Nina Sankovitch is the acclaimed author of Tolstoy and the Purple Chair. She is also a contributing writer for the Huffington Post. She received a law degree from Harvard Law School and worked as an environmental lawyer before she began writing professionally. She is married with five children, and three cats, and lives in Connecticut.
Nina’s new book, Signed, Sealed, Delivered, begins with Nina finding a trove of 100-year-old letters in her backyard, which sets her off on a quest through the history of letter writing. Since Nina is a letter-lover herself, and sifted through many an epistolary collection while researching for the book, we asked her to tell us about one of her favorites.

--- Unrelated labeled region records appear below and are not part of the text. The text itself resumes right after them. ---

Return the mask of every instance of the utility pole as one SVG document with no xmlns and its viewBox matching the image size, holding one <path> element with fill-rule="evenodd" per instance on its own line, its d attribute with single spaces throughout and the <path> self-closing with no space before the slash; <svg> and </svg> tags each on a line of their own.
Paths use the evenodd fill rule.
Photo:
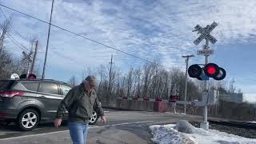
<svg viewBox="0 0 256 144">
<path fill-rule="evenodd" d="M 193 31 L 198 31 L 198 34 L 200 34 L 200 36 L 194 41 L 194 43 L 198 46 L 203 39 L 206 39 L 206 45 L 203 46 L 203 49 L 202 50 L 198 51 L 198 55 L 204 55 L 205 56 L 205 66 L 208 64 L 208 57 L 210 54 L 213 54 L 213 50 L 210 50 L 209 42 L 212 44 L 214 44 L 217 42 L 217 39 L 210 34 L 210 33 L 218 26 L 218 24 L 214 22 L 210 26 L 207 25 L 206 27 L 202 27 L 199 25 L 197 25 L 194 27 Z M 209 78 L 203 78 L 204 82 L 204 91 L 202 94 L 202 97 L 206 98 L 206 102 L 204 106 L 204 111 L 203 111 L 203 122 L 200 123 L 200 127 L 204 130 L 209 130 L 209 122 L 207 122 L 207 104 L 209 100 L 209 90 L 208 90 L 208 80 Z"/>
<path fill-rule="evenodd" d="M 112 65 L 113 65 L 113 54 L 111 54 L 111 62 L 110 62 L 110 74 L 109 74 L 109 86 L 108 86 L 108 90 L 107 90 L 107 102 L 109 101 L 109 96 L 110 96 L 110 85 L 111 85 L 111 82 L 112 82 Z"/>
<path fill-rule="evenodd" d="M 54 0 L 52 1 L 51 3 L 51 11 L 50 11 L 50 22 L 49 22 L 49 29 L 48 29 L 48 37 L 47 37 L 47 44 L 46 44 L 46 56 L 45 56 L 45 62 L 43 64 L 43 70 L 42 74 L 42 79 L 45 78 L 45 70 L 46 70 L 46 64 L 47 60 L 47 53 L 48 53 L 48 46 L 49 46 L 49 38 L 50 38 L 50 26 L 51 26 L 51 17 L 53 14 L 53 9 L 54 9 Z"/>
<path fill-rule="evenodd" d="M 30 73 L 33 74 L 34 69 L 34 62 L 35 62 L 35 58 L 38 54 L 38 41 L 36 42 L 35 43 L 35 50 L 34 53 L 33 54 L 33 61 L 32 61 L 32 66 L 31 66 L 31 70 Z"/>
<path fill-rule="evenodd" d="M 191 57 L 194 57 L 194 55 L 183 55 L 182 58 L 186 58 L 186 80 L 185 80 L 185 105 L 184 105 L 184 113 L 186 114 L 186 93 L 187 93 L 187 69 L 189 65 L 189 59 Z"/>
</svg>

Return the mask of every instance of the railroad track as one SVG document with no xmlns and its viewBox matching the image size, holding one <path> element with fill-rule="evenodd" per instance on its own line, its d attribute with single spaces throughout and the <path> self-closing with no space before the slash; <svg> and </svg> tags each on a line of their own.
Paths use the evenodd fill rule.
<svg viewBox="0 0 256 144">
<path fill-rule="evenodd" d="M 256 130 L 256 123 L 253 123 L 253 122 L 243 122 L 226 121 L 226 120 L 212 120 L 212 119 L 209 119 L 208 121 L 210 123 L 212 123 L 212 124 Z"/>
</svg>

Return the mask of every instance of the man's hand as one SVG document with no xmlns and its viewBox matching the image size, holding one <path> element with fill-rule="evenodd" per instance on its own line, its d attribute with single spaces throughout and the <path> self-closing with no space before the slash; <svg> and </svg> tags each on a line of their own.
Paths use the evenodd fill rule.
<svg viewBox="0 0 256 144">
<path fill-rule="evenodd" d="M 105 124 L 106 122 L 106 117 L 104 115 L 102 117 L 102 123 Z"/>
<path fill-rule="evenodd" d="M 62 119 L 56 118 L 54 120 L 54 126 L 56 128 L 58 127 L 59 126 L 61 126 L 61 124 L 62 124 Z"/>
</svg>

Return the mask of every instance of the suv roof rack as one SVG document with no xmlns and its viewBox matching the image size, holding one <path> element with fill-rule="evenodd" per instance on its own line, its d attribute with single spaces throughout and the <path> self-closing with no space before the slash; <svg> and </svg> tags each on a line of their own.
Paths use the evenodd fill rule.
<svg viewBox="0 0 256 144">
<path fill-rule="evenodd" d="M 6 79 L 6 80 L 13 80 L 13 81 L 42 81 L 42 82 L 58 82 L 58 83 L 62 83 L 62 84 L 65 84 L 69 86 L 70 86 L 70 84 L 64 82 L 61 82 L 61 81 L 57 81 L 57 80 L 54 80 L 54 79 L 41 79 L 41 78 L 36 78 L 36 79 L 30 79 L 30 78 L 18 78 L 18 79 Z"/>
</svg>

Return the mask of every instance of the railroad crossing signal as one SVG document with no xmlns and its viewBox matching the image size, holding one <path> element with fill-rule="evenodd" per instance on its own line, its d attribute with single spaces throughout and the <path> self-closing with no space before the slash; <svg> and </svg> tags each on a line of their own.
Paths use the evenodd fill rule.
<svg viewBox="0 0 256 144">
<path fill-rule="evenodd" d="M 201 27 L 201 26 L 197 25 L 194 27 L 194 30 L 193 31 L 198 31 L 198 34 L 201 34 L 201 35 L 194 41 L 194 43 L 198 46 L 204 38 L 207 38 L 210 40 L 210 42 L 214 44 L 217 42 L 217 39 L 210 34 L 210 33 L 218 26 L 216 22 L 213 22 L 210 26 L 207 25 L 206 27 Z"/>
<path fill-rule="evenodd" d="M 198 64 L 191 65 L 188 69 L 188 74 L 190 77 L 198 80 L 209 80 L 209 78 L 222 80 L 226 77 L 226 70 L 215 63 L 208 63 L 202 68 Z"/>
</svg>

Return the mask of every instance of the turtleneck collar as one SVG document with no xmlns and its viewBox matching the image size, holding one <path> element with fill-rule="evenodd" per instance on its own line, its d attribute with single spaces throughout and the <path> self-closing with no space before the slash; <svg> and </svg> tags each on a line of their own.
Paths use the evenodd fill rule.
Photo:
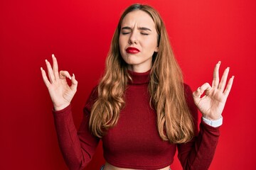
<svg viewBox="0 0 256 170">
<path fill-rule="evenodd" d="M 147 71 L 146 72 L 134 72 L 128 69 L 128 73 L 132 77 L 132 81 L 129 81 L 129 84 L 149 84 L 150 79 L 150 72 L 151 69 Z"/>
</svg>

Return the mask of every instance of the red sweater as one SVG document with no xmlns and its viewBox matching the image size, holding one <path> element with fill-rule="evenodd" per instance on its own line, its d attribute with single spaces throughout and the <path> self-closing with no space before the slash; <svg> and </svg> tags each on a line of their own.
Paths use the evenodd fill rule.
<svg viewBox="0 0 256 170">
<path fill-rule="evenodd" d="M 159 169 L 172 164 L 176 148 L 183 169 L 208 169 L 219 137 L 219 128 L 201 121 L 200 131 L 191 142 L 174 144 L 163 141 L 158 133 L 156 111 L 150 108 L 148 85 L 149 72 L 129 72 L 133 81 L 125 91 L 125 107 L 120 111 L 117 125 L 102 138 L 104 157 L 121 168 Z M 191 89 L 185 85 L 187 103 L 198 125 L 198 111 Z M 92 91 L 84 108 L 84 116 L 77 132 L 71 106 L 53 111 L 60 147 L 70 169 L 82 169 L 91 160 L 100 139 L 88 128 L 90 113 L 97 93 Z"/>
</svg>

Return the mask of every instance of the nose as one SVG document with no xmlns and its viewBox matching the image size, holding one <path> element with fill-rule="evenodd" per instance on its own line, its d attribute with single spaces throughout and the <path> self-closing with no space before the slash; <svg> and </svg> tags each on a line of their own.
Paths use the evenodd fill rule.
<svg viewBox="0 0 256 170">
<path fill-rule="evenodd" d="M 132 45 L 132 44 L 138 44 L 138 38 L 137 36 L 136 35 L 136 33 L 134 32 L 133 32 L 129 38 L 129 44 Z"/>
</svg>

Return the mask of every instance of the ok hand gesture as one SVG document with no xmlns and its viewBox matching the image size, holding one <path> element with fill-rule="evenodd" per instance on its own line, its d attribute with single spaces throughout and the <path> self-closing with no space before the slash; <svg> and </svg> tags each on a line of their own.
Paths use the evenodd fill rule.
<svg viewBox="0 0 256 170">
<path fill-rule="evenodd" d="M 52 57 L 53 68 L 50 62 L 46 60 L 49 80 L 42 67 L 41 69 L 43 81 L 48 89 L 54 108 L 55 110 L 59 110 L 67 107 L 70 103 L 77 91 L 78 81 L 75 79 L 75 75 L 73 74 L 70 76 L 67 71 L 60 71 L 59 73 L 57 59 L 54 55 L 52 55 Z M 71 80 L 71 86 L 68 84 L 66 78 Z"/>
<path fill-rule="evenodd" d="M 214 69 L 212 86 L 206 83 L 193 93 L 195 104 L 202 113 L 203 116 L 210 120 L 215 120 L 220 118 L 234 79 L 234 76 L 233 76 L 229 79 L 226 89 L 224 89 L 229 67 L 224 71 L 220 82 L 218 74 L 220 65 L 220 62 L 218 62 Z M 205 96 L 201 98 L 204 92 L 206 92 Z"/>
</svg>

The book Between Father and Son: Family Letters is a collection of the letters exchanged between the writer V.S. Naipaul and members of his family, but mostly his father. I first read the novels of V.S. Naipaul – A House for Mr. Biswas, A Bend in the River – when I was a teenager living in the Midwest. Reading Naipaul offered a trip out of the usual and into the exotic. I found myself on a Caribbean island but not on a white sand beach, palm trees swaying overhead and the turquoise waters just beyond. No, Naipaul’s Caribbean was a world of domestic chaos and community dysfunction, of heat and damp and rot, a place rife with poverty, corruption, and small-mindedness. And yet Naipaul managed to convey the heart and soul of it all, allowing his characters the dignity of humor and resilience. I found myself daydreaming about the hapless characters, creating new lives for them and laughing along as they fought on for a sliver of respectability and security amidst the squabbles, setbacks, and stagnancy of island life.
How strange it was to rediscover those characters in the letters of Naipaul, thirty years later! The gift of Between Father and Son from a friend was more than just a gift of letters – it was a reentry back into the world of Naipaul. Now I understood that all those people and the places in his books were real, based on actual family members and childhood friends. Mr. Biswas is based on Naipaul’s father – and through the letters Naipaul senior wrote to his son, the real man has become entwined with the fictional one, and they both became alive to me. I understand now where the qualities of humor and resilience came from: Naipaul did not have to make anything up. The model was his father, and the letters were a blueprint.
But the letters in Between Father and Son offer not only a rich portrayal of the father; the son is also on view, and his letters give me “fly on the wall” access to his thoughts and dreams and disappointments. Through the letters “Vido” wrote home, I get to know him as the young university student – “I think you will be glad to know I am absolutely happy. The only thing I need to make me feel the happiest man on earth is a girl, but what can I do? Nobody could ever like me and I am despairing of myself.” Humor and pathos mixed, just like in the novels Naipaul would write later in his life.
So which do I prefer, the novels or the letters? Naipaul constructed his fictional world out of the very real world he had grown up in. Both the novels and the letters give me entry into that world. But it is the letters that make me a member of the family, and a welcomed visitor to the island, real and imagined.